This repository contains the code implementation used in the paper Uncertainty-Aware Lidar Place Recognition in Novel Environments (accepted at IROS2023) [arXiv].

Overview

Abstract

State-of-the-art lidar place recognition models exhibit unreliable performance when tested on environments different from their training dataset, which limits their use in complex and evolving environments. To address this issue, we investigate the task of uncertainty-aware lidar place recognition, where each predicted place must have an associated uncertainty that can be used to identify and reject incorrect predictions. We introduce a novel evaluation protocol and present the first comprehensive benchmark for this task, testing across five uncertainty estimation techniques and three large-scale datasets.
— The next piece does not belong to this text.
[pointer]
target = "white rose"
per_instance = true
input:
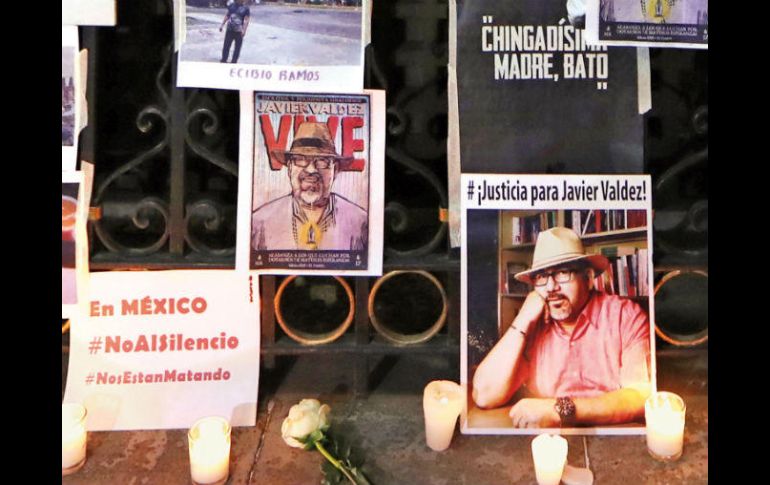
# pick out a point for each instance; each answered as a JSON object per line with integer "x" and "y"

Our results show that an Ensembles approach is the highest performing technique, consistently improving the performance of lidar place recognition and uncertainty estimation in novel environments, though it incurs a computational cost. Our code repository will be made publicly available upon acceptance at https://github.com/csiro-robotics/Uncertainty-LPR.

Contributions

This repository allows replication of results in the following:

  • Training one standard network and four uncertainty-aware networks (PFE, STUN, MC Dropout and Deep Ensembles) for lidar place recognition (LPR) using MinkLoc3D across 3 environments.
  • Evaluating these methods across 6 environments (1 seen and 5 novel) for a total train-eval split of 18, using a range of metrics to quantify place recognition ability and uncertainty estimation.
  • Ablation: How does the Ensemble size influence performance?
  • Ablation: In addition to MinkLoc3D, training TransLoc3D and PointNetVLAD as standard networks and evaluating as Ensembles.

Environment

Dependencies

Code was tested using Python 3.8 with PyTorch 1.9.0 and MinkowskiEngine 0.5.4 on Ubuntu 20.04 with CUDA 11.1.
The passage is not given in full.